If PHAs enter the oceans by accident, they fully biodegrade within 12 months and leave no toxic residue. “They’re organic compounds that animals and fish and bacteria can eat as a food source,” explains Yu, who cites significant life-cycle testing. “We are constantly trying to prove this out ourselves by burying PHAs in our own gardens or watching it break down in our aquarium.”

PHA plastics rival commonly used injection-mouldable plastics like rigid containers, Lego pieces or toys in terms of function and form. Genecis is focusing current R&D on improving its ductile properties to rival plastics used in thin films, fibres and textiles. The company is also expanding its focus from B2B customers, such as premium food packagers and biomedical companies, to a direct-to-consumer model. Ms Yu says the B2B sector is important, but not enough companies are prepared to pay a premium for environmentally superior products; regular plastics sell at less than US$1 per kilogram compared with PHA’s US$5 rate. That price will come down with innovation, but innovation takes investment.

“Demand for PHAs has skyrocketed over the last two or three years,” says Ms Yu, citing influential moments such as the National Geographic photo of a seahorse clinging to a plastic earbud. Genecis is betting that affluent consumers will pay more for biodegradable plastic products, providing an R&D revenue stream that will bring down the cost and further improve PHA. They are exploring initial entry points like premium cell phone cases or water sports gear.

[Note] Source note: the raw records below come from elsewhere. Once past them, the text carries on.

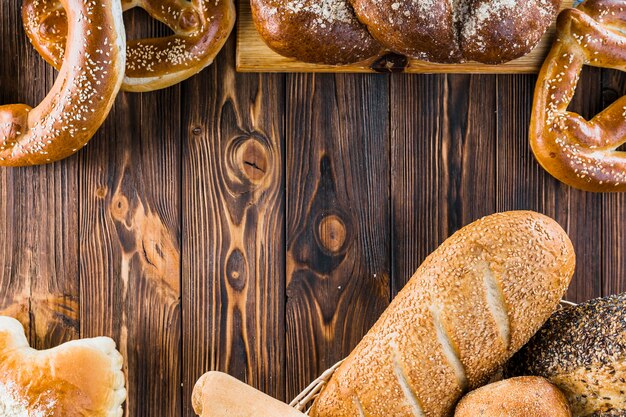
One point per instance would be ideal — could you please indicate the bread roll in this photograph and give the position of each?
(78, 378)
(473, 303)
(582, 350)
(217, 394)
(516, 397)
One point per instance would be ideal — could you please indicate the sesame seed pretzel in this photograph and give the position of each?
(582, 153)
(201, 27)
(88, 82)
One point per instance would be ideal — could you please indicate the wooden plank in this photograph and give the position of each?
(253, 55)
(522, 184)
(614, 206)
(443, 161)
(130, 240)
(337, 217)
(38, 248)
(233, 222)
(584, 224)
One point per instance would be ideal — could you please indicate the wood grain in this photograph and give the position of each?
(522, 184)
(39, 250)
(233, 223)
(259, 224)
(253, 55)
(443, 162)
(613, 206)
(585, 219)
(130, 240)
(337, 217)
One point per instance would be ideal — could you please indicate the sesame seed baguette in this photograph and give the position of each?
(469, 307)
(582, 350)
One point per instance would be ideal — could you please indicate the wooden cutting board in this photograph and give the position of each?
(254, 56)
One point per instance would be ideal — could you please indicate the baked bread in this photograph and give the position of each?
(582, 350)
(446, 31)
(525, 396)
(474, 302)
(200, 30)
(217, 394)
(82, 378)
(82, 95)
(318, 31)
(582, 153)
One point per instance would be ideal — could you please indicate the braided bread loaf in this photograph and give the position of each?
(446, 31)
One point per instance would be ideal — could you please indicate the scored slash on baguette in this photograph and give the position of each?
(469, 307)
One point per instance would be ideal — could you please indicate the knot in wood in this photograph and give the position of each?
(101, 192)
(119, 208)
(236, 270)
(253, 160)
(390, 62)
(332, 233)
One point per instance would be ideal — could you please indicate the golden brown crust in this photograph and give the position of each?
(220, 395)
(472, 304)
(201, 27)
(516, 397)
(578, 152)
(497, 31)
(79, 378)
(447, 31)
(319, 31)
(82, 95)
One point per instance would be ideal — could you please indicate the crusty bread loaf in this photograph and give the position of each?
(582, 350)
(217, 394)
(346, 31)
(473, 303)
(78, 378)
(525, 396)
(325, 32)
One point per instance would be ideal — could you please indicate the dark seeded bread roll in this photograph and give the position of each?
(318, 31)
(526, 396)
(582, 350)
(474, 302)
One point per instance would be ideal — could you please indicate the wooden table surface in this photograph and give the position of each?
(260, 223)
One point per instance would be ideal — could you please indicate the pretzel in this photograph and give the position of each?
(201, 27)
(82, 95)
(576, 151)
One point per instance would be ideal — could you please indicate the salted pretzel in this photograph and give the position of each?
(201, 27)
(582, 153)
(83, 93)
(79, 378)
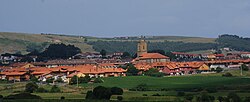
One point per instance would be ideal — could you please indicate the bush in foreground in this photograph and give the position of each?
(103, 93)
(31, 87)
(55, 89)
(23, 96)
(116, 91)
(227, 74)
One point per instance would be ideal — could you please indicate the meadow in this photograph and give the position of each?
(158, 88)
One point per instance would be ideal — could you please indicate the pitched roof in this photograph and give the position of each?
(152, 56)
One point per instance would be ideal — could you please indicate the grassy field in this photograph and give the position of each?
(166, 87)
(15, 42)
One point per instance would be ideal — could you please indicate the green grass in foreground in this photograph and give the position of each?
(171, 82)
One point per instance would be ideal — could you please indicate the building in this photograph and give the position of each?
(143, 56)
(141, 47)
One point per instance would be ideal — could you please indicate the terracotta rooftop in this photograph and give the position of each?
(152, 56)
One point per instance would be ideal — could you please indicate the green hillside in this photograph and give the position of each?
(22, 42)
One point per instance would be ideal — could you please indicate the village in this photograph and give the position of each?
(92, 64)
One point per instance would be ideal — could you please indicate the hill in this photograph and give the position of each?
(23, 43)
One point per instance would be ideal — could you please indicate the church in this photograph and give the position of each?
(144, 57)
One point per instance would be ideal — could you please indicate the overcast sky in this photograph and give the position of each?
(109, 18)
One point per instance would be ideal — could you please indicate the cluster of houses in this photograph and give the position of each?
(92, 65)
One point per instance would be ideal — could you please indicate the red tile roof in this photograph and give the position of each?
(153, 56)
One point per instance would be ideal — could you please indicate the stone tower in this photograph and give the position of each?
(142, 47)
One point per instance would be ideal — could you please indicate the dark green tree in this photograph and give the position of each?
(244, 67)
(233, 97)
(55, 89)
(116, 91)
(31, 87)
(126, 55)
(103, 53)
(132, 70)
(102, 93)
(60, 51)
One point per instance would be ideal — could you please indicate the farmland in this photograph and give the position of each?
(165, 87)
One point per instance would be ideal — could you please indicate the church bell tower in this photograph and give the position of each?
(141, 47)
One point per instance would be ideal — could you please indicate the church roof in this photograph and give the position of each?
(152, 56)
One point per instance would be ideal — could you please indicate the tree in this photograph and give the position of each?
(189, 98)
(55, 89)
(170, 55)
(27, 59)
(84, 79)
(98, 80)
(33, 79)
(154, 72)
(59, 80)
(31, 87)
(60, 51)
(116, 91)
(132, 70)
(219, 69)
(41, 90)
(233, 97)
(24, 95)
(157, 51)
(103, 53)
(90, 95)
(126, 55)
(141, 87)
(50, 80)
(102, 93)
(73, 80)
(244, 67)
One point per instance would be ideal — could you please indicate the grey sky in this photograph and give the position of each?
(108, 18)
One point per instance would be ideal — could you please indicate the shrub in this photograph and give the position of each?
(31, 87)
(62, 98)
(116, 91)
(233, 97)
(227, 74)
(156, 94)
(141, 87)
(55, 89)
(219, 69)
(59, 80)
(244, 67)
(73, 80)
(180, 93)
(33, 79)
(189, 97)
(101, 92)
(119, 98)
(90, 95)
(98, 80)
(220, 99)
(41, 90)
(23, 96)
(85, 79)
(211, 90)
(247, 99)
(50, 80)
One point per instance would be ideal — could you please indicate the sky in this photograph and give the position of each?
(110, 18)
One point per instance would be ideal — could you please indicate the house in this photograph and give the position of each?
(88, 55)
(17, 76)
(21, 65)
(68, 62)
(151, 58)
(245, 54)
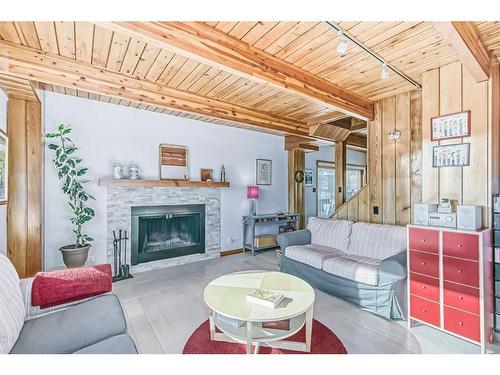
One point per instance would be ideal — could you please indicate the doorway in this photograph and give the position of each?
(325, 172)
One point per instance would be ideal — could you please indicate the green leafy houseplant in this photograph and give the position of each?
(70, 173)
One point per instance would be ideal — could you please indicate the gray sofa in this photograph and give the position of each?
(362, 263)
(94, 326)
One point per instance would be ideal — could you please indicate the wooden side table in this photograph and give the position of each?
(250, 223)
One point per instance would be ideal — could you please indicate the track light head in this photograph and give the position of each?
(342, 46)
(384, 74)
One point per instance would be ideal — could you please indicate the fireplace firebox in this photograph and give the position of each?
(160, 232)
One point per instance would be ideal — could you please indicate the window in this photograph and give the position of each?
(325, 172)
(354, 180)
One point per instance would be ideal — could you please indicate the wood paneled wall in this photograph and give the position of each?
(296, 190)
(494, 105)
(24, 210)
(394, 166)
(400, 173)
(453, 89)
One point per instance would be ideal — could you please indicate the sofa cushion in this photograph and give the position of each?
(11, 305)
(330, 232)
(72, 329)
(376, 240)
(357, 268)
(121, 344)
(312, 254)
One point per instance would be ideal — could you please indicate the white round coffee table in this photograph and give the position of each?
(241, 321)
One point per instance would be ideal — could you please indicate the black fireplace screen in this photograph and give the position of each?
(160, 232)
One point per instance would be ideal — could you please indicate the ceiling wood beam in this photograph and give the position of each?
(18, 88)
(209, 45)
(294, 142)
(464, 39)
(32, 64)
(357, 140)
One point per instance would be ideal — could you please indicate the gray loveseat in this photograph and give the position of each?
(93, 326)
(362, 263)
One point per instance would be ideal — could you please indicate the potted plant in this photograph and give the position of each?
(70, 173)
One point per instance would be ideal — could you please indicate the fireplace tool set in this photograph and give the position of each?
(121, 270)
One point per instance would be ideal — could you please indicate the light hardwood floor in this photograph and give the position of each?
(163, 307)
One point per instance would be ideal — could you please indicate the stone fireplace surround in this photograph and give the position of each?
(121, 199)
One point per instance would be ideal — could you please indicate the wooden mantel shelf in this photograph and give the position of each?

“We want to learn as much as possible from Tesla’s strategy to initially target the premium market. First, make sure people understand the benefits of using compostable plastics, and then gradually with economies of scale and better pricing, we can go after mass consumer products. We can use the revenues that we generate from premium products to finance and go after the mass market,” says Ms Yu.